Australian Christian Lobby Victorian director Jasmine Yuen said the proposed changes had “sent a shockwave” through the Christian community. “My fear is that preaching and teaching in Christian schools and churches on anything regarding biblical sexual ethics and God’s creation of biology could be considered hate speech if someone feels it is offensive to them.”
Melbourne rabbi Gabi Kaltmann said the ACL stance was flawed: “It’s hard to imagine that any person of faith would oppose the idea that all Victorians should feel safe.”

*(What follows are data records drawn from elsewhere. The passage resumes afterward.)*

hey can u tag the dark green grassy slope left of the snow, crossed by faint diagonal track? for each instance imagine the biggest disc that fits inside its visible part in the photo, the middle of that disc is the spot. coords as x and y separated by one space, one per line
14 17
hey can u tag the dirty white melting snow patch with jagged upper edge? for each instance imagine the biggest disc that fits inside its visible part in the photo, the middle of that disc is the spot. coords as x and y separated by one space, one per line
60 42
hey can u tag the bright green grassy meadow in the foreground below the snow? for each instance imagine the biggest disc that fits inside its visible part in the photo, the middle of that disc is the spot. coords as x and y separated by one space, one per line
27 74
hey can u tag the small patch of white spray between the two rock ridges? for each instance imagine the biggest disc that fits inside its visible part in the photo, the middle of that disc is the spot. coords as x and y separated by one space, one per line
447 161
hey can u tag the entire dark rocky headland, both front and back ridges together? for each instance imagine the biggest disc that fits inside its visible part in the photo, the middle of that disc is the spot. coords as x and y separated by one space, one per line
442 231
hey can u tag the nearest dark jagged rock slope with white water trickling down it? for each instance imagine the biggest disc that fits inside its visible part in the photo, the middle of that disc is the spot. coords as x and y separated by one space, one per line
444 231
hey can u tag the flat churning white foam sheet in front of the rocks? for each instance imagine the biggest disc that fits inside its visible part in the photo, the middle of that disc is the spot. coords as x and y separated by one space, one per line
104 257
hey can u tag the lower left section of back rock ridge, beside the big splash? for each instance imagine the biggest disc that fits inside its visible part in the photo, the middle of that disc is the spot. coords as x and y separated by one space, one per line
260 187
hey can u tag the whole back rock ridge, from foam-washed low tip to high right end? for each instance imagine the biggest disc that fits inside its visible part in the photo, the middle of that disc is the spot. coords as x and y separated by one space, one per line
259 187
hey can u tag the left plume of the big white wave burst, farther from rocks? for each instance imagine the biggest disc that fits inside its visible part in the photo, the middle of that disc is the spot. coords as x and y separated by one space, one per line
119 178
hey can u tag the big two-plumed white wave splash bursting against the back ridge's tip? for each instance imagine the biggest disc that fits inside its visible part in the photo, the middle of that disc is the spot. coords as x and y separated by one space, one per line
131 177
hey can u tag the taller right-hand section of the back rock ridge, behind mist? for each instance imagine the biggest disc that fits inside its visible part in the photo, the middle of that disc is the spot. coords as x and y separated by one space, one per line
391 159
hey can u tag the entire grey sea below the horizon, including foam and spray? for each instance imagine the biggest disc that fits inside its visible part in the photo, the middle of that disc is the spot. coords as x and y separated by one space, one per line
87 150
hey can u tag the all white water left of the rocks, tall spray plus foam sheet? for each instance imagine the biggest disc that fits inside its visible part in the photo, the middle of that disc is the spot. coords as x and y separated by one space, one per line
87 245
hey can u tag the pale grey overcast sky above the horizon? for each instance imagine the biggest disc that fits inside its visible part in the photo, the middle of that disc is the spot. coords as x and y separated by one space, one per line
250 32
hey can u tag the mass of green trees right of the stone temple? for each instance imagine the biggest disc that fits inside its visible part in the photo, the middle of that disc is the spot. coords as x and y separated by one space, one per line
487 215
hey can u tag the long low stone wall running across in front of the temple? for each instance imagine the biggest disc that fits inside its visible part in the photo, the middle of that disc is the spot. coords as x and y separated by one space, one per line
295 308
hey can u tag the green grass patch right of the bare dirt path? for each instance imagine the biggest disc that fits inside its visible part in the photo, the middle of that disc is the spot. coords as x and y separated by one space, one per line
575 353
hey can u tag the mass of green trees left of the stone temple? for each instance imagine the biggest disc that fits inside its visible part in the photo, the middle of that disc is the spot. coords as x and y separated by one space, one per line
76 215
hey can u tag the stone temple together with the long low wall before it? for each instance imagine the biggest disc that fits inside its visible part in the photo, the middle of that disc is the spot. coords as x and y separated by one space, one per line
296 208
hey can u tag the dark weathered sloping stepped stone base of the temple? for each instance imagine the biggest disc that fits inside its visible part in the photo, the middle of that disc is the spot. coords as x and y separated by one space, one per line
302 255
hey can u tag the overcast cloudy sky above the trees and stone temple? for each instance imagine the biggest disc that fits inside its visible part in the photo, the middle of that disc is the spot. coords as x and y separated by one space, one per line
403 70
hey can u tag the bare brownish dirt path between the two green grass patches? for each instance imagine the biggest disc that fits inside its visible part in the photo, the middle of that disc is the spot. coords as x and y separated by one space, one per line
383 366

Bronwyn Winter, a spokeswoman for Australian Feminists for Women’s Rights, which campaigns for the sex-based rights of women, welcomed the inclusion of sex as a protected attribute to give women and girls legal recourse against sexualised vilification. But she said women could themselves be at risk of being criminalised if they defended sex-based rights at the expense of trans rights.
Women’s Rights Network Australia, which also campaigns for women’s sex-based rights, was more blunt in its submission to the government about the law changes: “We believe that if this Bill passes, it will be weaponised by trans activists against women.”
Symes said the reform legislation would be introduced in the next sitting week of parliament beginning November 26.